Thursday, March 3, 2011

STICKY PRICES VS FLEXIBLE PRICES

by Cullen Roche

There are multiple problems when debates over inflation and deflation break out.  The primary problem is that humans tend to be extreme in their beliefs.  There is too often no room for middle ground.  For instance, I am often taken out of context as a deflationist even though I maintained for the entirety of 2010 that we were likely to suffer disinflation and then earlier this year forecast low levels of inflation in 2011.  Nonetheless, because I reject the notion of hyperinflation or even high inflation I am pegged as the extreme opposite – a deflationist.  This extremism results in losing sight of the highest probability outcomes (which is likely to be neither deflation nor hyperinflation).  It’s great to have conviction in a belief, but it must be tempered by reality and probability.

In addition, humans tend to have very short memories resulting in attentional biases. In the case of inflation we tend to focus on what has happened only just recently as opposed to what has happened around us over the course of several days or months.  For most of us, this involves seeing gasoline signs, stock prices, gold prices or other noticeable prices.  These biases combine to lead most of us to constantly fret about near-term price changes in highly visible prices.  Gasoline prices are rising in the last few months so it must mean that we are on the verge of hyperinflation, right?  Not so fast.
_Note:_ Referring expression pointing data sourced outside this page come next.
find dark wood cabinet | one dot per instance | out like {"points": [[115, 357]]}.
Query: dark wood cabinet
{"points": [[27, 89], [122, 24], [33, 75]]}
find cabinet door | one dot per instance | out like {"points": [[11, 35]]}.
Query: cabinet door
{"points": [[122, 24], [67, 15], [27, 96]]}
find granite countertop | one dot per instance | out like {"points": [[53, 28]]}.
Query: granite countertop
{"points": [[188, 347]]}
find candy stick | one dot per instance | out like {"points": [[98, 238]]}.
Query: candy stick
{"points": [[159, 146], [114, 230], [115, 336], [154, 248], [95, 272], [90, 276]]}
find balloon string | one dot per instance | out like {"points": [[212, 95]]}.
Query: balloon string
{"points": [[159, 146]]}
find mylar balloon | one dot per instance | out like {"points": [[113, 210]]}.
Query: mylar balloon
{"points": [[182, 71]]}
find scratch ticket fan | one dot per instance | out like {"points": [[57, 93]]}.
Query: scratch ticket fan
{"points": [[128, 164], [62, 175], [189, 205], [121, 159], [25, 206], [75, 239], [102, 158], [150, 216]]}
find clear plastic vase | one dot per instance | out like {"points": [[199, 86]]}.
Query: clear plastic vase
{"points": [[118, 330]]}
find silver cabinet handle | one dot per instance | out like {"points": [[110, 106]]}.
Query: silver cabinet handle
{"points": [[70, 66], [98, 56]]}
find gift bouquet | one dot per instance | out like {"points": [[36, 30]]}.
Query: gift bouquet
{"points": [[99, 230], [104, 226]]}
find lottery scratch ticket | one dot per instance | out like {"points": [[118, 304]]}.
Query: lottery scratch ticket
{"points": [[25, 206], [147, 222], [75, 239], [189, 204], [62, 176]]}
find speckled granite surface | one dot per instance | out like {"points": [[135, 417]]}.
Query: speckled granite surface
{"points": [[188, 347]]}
The Cleveland Fed recently devised an inflation index that most readers can likely relate to.  It is called the Flexible CPI.  This index prices the more volatile measures of CPI and if you look at the chart below you’ll likely relate to the price changes better.  Yes, inflation really did feel high in 2007 & 2008 despite the low readings in the core CPI.  But the story was not complete just because flexible prices were surging.  When many were fretting about inflation their concerns were not without merit, however, they weren’t entirely accurate when one pulls back and looks at prices as a whole.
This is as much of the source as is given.